An opium den! That sordid yet oddly romantic atmosphere of smoke, dreams and danger! Our beloved Watson leaves the bright comfort of his home to descend, like Orpheus, into the dark underworld of the Lascar’s lair. But unlike Orpheus, Watson finds that good things happen when he looks behind him. Whom should he discover but Sherlock Holmes in disguise, hot on a case, and with a fast horse and trap waiting down the street! Which of us wouldn’t jot a quick note of explanation to the spouse and go along with the great detective?! In a moment: A trio of wandering husbands, a Rascally Lascar, and a vision of mousseline de soie, as we discuss “The Man with the Twisted Lip!”

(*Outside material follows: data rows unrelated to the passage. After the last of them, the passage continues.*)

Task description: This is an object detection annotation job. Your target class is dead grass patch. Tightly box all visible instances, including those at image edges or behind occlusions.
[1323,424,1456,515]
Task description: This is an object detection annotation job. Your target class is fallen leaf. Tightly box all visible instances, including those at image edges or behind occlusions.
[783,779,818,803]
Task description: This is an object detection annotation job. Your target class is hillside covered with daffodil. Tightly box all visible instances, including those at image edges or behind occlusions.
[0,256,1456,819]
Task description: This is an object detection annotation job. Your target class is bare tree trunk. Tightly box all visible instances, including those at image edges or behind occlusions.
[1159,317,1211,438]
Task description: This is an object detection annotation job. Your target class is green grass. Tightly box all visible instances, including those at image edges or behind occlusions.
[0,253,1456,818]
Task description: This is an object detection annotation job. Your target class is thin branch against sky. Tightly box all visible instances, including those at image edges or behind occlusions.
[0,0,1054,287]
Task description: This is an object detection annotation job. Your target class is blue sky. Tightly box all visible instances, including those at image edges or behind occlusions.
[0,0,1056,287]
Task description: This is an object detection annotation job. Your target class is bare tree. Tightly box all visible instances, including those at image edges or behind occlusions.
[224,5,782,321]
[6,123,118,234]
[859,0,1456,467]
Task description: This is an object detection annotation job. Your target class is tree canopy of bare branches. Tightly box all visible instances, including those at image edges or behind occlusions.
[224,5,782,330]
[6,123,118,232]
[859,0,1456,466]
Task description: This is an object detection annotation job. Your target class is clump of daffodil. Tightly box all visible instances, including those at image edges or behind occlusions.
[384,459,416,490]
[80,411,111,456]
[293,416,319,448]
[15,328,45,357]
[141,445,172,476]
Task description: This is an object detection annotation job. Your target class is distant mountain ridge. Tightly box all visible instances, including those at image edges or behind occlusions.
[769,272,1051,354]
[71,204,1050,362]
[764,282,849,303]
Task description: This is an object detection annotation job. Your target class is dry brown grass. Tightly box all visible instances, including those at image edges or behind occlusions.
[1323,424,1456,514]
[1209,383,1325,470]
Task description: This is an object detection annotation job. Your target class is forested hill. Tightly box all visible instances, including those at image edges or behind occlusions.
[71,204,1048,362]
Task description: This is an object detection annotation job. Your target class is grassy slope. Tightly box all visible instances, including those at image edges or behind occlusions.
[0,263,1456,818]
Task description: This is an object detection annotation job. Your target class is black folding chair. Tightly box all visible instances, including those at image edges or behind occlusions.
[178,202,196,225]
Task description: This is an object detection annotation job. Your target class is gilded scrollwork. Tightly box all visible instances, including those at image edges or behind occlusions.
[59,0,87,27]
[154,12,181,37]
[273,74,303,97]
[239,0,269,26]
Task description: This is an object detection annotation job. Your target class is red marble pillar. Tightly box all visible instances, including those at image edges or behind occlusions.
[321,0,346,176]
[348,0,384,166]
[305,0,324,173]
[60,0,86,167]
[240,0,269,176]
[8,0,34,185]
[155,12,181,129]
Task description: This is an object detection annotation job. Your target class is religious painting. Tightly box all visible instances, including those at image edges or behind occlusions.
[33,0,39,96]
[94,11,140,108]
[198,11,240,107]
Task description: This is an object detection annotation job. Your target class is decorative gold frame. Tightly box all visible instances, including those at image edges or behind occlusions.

A Trusty Comrade: This story begins with a very special sitting room scene: the room is not in 221B Baker Street, and the two people are not Holmes and Watson, but rather Watson and his wife (presumably Mary, in between visits to her mother.) The doorbell rings – is it a client? And why not? Watson tells us that “Folk who were in grief came to my wife like birds to a light-house.” It reminds me of Holmes, whom Watson described as the “unofficial adviser and helper to everybody.” It’s fascinating to think that Watson found some of the same qualities in his wife that he admired in his best friend. Do you think Mary Watson and Sherlock Holmes were similar in any other respects besides their inclination to help people in trouble? (I suspect Holmes never called his friend “James,” at any rate. . . .)
While Mary stayed with Kate Whitney, Watson went alone to the Bar of Gold, and by pure coincidence, this was the very place where Sherlock Holmes happened to be working on his latest case. But was it a coincidence that Watson should have come to the very same opium den? Can any of the Hounds construct a scenario in which Holmes somehow arranged for Kate Whitney to visit the Watsons?
One of the facts I recently discovered when reading the book Opium: A Portrait of the Heavenly Demon, is that the “proper” position for smoking opium – the one that gives the best results – is recumbent, with the head on a small pillow. For Holmes to sit upright to do his smoking would have been noticeable at the least, and a dead giveaway at the worst. Did the Lascar see through Holmes’s disguise? If so, why didn’t Holmes end up as one of the bodies who left the den by way of that notorious trap door to the river?
A Standing Question: Mrs. St. Clair’s doorway appearance in her sheer nightie is a standing joke as well as a standing question among Sherlockians. But are there aspects of this lady which even her mousseline de soie does not reveal? Consider the following facts: Mrs. St. Clair was not afraid to go to London by herself to pick up a parcel from the Aberdeen Shipping Company, even though its office was obviously in a bad part of town. She did not hesitate to open the door of her home to Sherlock Holmes, a man she hardly knew. Nor did she bat an eye when he brought a friend along with him. When she saw her husband’s face at the Lascar’s window, she never hesitated to rush right down into the opium den to come to his rescue. When Holmes asked her if her husband showed any signs of taking opium, she apparently did not need to ask what those signs might be.
Given these facts, how about a few questions: Had Mrs. St. Clair figured out that her husband did not have any regular business contacts in the city, and was she determined to find out where he went and what he did? Was there really a package waiting for her at the shipping company, or did she have some other reason to be in that neighborhood of London? If there was a package for her, what was in it? Did Holmes in fact suspect Mrs. St. Clair of some complicity in her husband’s disappearance? Did he bring Watson back with him to her house in part to see what her reaction would be when he showed up with a second man whom she would at first imagine to be her missing husband? Would Holmes have brought “John” the driver along with him to the Cedars for “protection” if he hadn’t bumped into Watson?